I didn't care for the book (quotes here). Too unrelentingly, intentionally sad. Strangely, I did not feel the same way about The Road.




ecib  ·  3888 days ago  ·  link  ·  

The Road was the most emotionally evocative book I've read in years (before that, -Dostoevsky). It gave me vivid dreams and nightmares on multiple nights (I only read it before bed for the most part). The best were the nightmares that contained scenes preceding the book...stumbling down a highway, looking back over my shoulder to see a mushroom cloud in the distance...

wasoxygen  ·  3887 days ago  ·  link  ·  

The Road broke me. It was the last book I can claim to have read in a sitting, though the sitting was split over two days, if that counts.

What was the Dostoyevsky that affected you?

ecib  ·  3887 days ago  ·  link  ·  

When they speak of the great Russian psyological novel authors, it isn't just a convenient label. In Crime & Punishment, the internal unravelling of the protagonist was rendered with such realism, it was almost to the point where I could understand him and his skewed point of view. It was that well written. This was profoundly disturbing and depressing while reading it, since the protagonist committed a grisly murder. It's one thing to make a character come alive, but another to tease out the threads of his mind and gently lead you to the same place he is going. Just made me feel like I understood the mechanics of a broken mind far more than I wanted to. The Road was emotionally impactful to a similar degree but in a more benign way as I had a relationship with the victims in that case.

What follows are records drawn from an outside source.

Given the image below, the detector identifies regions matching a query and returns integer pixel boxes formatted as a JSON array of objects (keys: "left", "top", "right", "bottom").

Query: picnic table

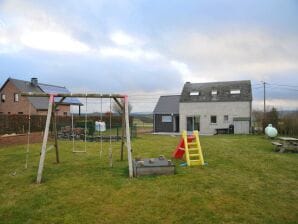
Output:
[{"left": 272, "top": 137, "right": 298, "bottom": 153}]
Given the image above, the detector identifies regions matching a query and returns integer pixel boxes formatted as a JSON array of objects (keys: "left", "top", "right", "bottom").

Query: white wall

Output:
[{"left": 179, "top": 102, "right": 251, "bottom": 134}]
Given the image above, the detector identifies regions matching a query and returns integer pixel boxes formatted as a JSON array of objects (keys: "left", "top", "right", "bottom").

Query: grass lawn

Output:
[{"left": 0, "top": 135, "right": 298, "bottom": 224}]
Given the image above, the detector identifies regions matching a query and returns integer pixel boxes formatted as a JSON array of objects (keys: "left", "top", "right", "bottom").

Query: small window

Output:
[
  {"left": 14, "top": 93, "right": 19, "bottom": 102},
  {"left": 189, "top": 91, "right": 200, "bottom": 96},
  {"left": 210, "top": 115, "right": 217, "bottom": 124},
  {"left": 1, "top": 94, "right": 6, "bottom": 103},
  {"left": 161, "top": 116, "right": 172, "bottom": 123},
  {"left": 230, "top": 89, "right": 240, "bottom": 94}
]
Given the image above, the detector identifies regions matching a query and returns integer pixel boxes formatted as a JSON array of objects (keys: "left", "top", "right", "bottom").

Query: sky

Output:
[{"left": 0, "top": 0, "right": 298, "bottom": 112}]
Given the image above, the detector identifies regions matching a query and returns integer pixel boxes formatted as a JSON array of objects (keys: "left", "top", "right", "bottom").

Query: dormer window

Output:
[
  {"left": 230, "top": 89, "right": 240, "bottom": 95},
  {"left": 189, "top": 91, "right": 200, "bottom": 96},
  {"left": 211, "top": 89, "right": 217, "bottom": 96}
]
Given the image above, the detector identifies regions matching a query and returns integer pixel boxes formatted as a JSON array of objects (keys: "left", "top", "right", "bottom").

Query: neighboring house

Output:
[
  {"left": 153, "top": 81, "right": 252, "bottom": 134},
  {"left": 153, "top": 95, "right": 180, "bottom": 132},
  {"left": 0, "top": 78, "right": 83, "bottom": 116}
]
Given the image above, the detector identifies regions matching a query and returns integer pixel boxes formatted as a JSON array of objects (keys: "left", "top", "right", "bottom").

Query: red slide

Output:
[
  {"left": 172, "top": 138, "right": 185, "bottom": 159},
  {"left": 172, "top": 135, "right": 195, "bottom": 159}
]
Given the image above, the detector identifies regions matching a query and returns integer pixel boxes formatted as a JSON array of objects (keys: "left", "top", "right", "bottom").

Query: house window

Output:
[
  {"left": 161, "top": 115, "right": 172, "bottom": 123},
  {"left": 1, "top": 94, "right": 6, "bottom": 103},
  {"left": 189, "top": 91, "right": 200, "bottom": 96},
  {"left": 211, "top": 89, "right": 217, "bottom": 96},
  {"left": 14, "top": 93, "right": 19, "bottom": 102},
  {"left": 210, "top": 115, "right": 217, "bottom": 124},
  {"left": 230, "top": 89, "right": 240, "bottom": 94}
]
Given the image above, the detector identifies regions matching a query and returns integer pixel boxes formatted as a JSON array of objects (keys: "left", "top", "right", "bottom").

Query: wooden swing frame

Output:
[{"left": 21, "top": 92, "right": 133, "bottom": 184}]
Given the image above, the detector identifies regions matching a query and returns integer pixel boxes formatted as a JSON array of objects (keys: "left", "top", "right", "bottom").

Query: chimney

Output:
[{"left": 31, "top": 78, "right": 38, "bottom": 86}]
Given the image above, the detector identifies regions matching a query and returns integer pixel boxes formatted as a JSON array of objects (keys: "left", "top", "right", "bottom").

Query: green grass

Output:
[{"left": 0, "top": 135, "right": 298, "bottom": 223}]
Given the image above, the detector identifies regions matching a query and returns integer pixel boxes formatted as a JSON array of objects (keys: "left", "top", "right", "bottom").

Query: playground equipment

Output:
[
  {"left": 21, "top": 92, "right": 133, "bottom": 184},
  {"left": 265, "top": 124, "right": 277, "bottom": 138},
  {"left": 133, "top": 155, "right": 175, "bottom": 177},
  {"left": 172, "top": 131, "right": 204, "bottom": 166}
]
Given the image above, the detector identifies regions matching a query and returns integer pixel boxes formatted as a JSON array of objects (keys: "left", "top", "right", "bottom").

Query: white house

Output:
[{"left": 153, "top": 80, "right": 252, "bottom": 134}]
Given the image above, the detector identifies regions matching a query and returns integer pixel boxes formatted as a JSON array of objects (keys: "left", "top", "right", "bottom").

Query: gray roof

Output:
[
  {"left": 180, "top": 80, "right": 252, "bottom": 102},
  {"left": 1, "top": 78, "right": 83, "bottom": 110},
  {"left": 153, "top": 95, "right": 180, "bottom": 114}
]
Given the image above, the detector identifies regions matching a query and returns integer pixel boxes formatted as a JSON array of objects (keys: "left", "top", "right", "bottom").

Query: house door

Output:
[{"left": 186, "top": 116, "right": 200, "bottom": 131}]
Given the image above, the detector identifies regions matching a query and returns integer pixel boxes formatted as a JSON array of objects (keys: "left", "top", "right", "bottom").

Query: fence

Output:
[{"left": 0, "top": 114, "right": 133, "bottom": 134}]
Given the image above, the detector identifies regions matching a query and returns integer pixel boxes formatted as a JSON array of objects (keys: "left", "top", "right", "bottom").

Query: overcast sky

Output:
[{"left": 0, "top": 0, "right": 298, "bottom": 111}]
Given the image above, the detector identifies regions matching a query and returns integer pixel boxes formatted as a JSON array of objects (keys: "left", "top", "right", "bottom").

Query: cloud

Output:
[
  {"left": 0, "top": 0, "right": 90, "bottom": 53},
  {"left": 20, "top": 30, "right": 90, "bottom": 53},
  {"left": 110, "top": 31, "right": 138, "bottom": 46},
  {"left": 166, "top": 30, "right": 298, "bottom": 81}
]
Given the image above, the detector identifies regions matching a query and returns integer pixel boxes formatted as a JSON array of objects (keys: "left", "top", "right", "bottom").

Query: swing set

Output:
[{"left": 21, "top": 92, "right": 133, "bottom": 184}]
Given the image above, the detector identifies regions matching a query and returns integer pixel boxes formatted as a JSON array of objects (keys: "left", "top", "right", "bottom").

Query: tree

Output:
[{"left": 112, "top": 99, "right": 132, "bottom": 115}]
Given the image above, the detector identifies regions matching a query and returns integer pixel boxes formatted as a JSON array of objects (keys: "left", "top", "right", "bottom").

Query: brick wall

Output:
[{"left": 0, "top": 81, "right": 32, "bottom": 114}]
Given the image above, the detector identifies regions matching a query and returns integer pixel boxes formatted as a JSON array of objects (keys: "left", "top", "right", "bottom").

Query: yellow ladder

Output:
[{"left": 182, "top": 131, "right": 204, "bottom": 166}]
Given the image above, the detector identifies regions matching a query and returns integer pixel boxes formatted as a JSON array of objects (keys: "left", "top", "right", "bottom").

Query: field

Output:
[{"left": 0, "top": 135, "right": 298, "bottom": 224}]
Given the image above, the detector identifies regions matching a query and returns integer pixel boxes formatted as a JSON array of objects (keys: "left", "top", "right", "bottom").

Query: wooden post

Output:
[
  {"left": 124, "top": 96, "right": 133, "bottom": 178},
  {"left": 120, "top": 109, "right": 125, "bottom": 161},
  {"left": 36, "top": 95, "right": 54, "bottom": 184},
  {"left": 52, "top": 102, "right": 60, "bottom": 163}
]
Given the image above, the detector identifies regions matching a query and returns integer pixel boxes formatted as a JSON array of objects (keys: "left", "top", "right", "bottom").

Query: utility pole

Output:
[{"left": 262, "top": 81, "right": 267, "bottom": 129}]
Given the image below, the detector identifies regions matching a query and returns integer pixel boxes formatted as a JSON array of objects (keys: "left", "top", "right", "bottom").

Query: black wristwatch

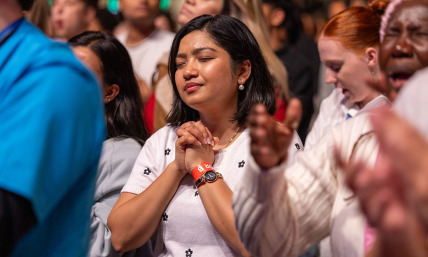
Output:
[{"left": 195, "top": 170, "right": 223, "bottom": 187}]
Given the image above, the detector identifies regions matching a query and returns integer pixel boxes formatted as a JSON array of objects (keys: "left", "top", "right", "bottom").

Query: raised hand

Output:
[
  {"left": 335, "top": 147, "right": 407, "bottom": 233},
  {"left": 371, "top": 107, "right": 428, "bottom": 228},
  {"left": 247, "top": 99, "right": 302, "bottom": 169}
]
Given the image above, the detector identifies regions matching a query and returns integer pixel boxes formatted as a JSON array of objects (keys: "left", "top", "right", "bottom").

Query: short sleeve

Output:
[{"left": 0, "top": 63, "right": 105, "bottom": 220}]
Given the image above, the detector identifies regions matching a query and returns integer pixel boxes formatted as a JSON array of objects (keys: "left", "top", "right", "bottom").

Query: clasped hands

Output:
[
  {"left": 175, "top": 121, "right": 218, "bottom": 175},
  {"left": 247, "top": 99, "right": 302, "bottom": 169}
]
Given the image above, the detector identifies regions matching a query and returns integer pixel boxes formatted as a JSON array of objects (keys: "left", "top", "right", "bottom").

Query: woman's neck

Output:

thenewgreen  ·  3887 days ago  ·  link  ·  

I agree with your assessment of Crime and Punishment, it was disturbing how much I could "relate" to his way of thinking. I felt similarly after reading Albert Camus' the Stranger.

ecib  ·  3887 days ago  ·  link  ·  

I could not get into The Stranger. Camus is one of my favorite authors but I much prefer his political essays to his fiction. I started The Stranger after reading Letters to a German Friend and it was too much of a departure in style at the time I think.

_refugee_  ·  3888 days ago  ·  link  ·  

Ha, I have read them both as well. As for The Kite Runner, it's a first novel and shows it in places. I wasn't that fond of it and it didn't break my world open. The Road I found more readily engrossing though I think that is also a result of McCarthy's writing style.

wasoxygen  ·  3887 days ago  ·  link  ·  

I couldn't help being affected by The Kite Runner, it just felt manipulative. It is perhaps a poor criticism, since there must be many true stories that would be even more heartbreaking.

I did not see either movie, but have The Road on my list. Can you recommend for or against it?

_refugee_  ·  3886 days ago  ·  link  ·  

I have not seen the movie for The Road. I may have seen the Kite Runner movie (the first time I read it was for an English class) but I don't remember it.

To be honest, I have been watching a lot of documentaries lately, and things on Netflix. I am not good at catching movies in theaters or shows when they're on TV.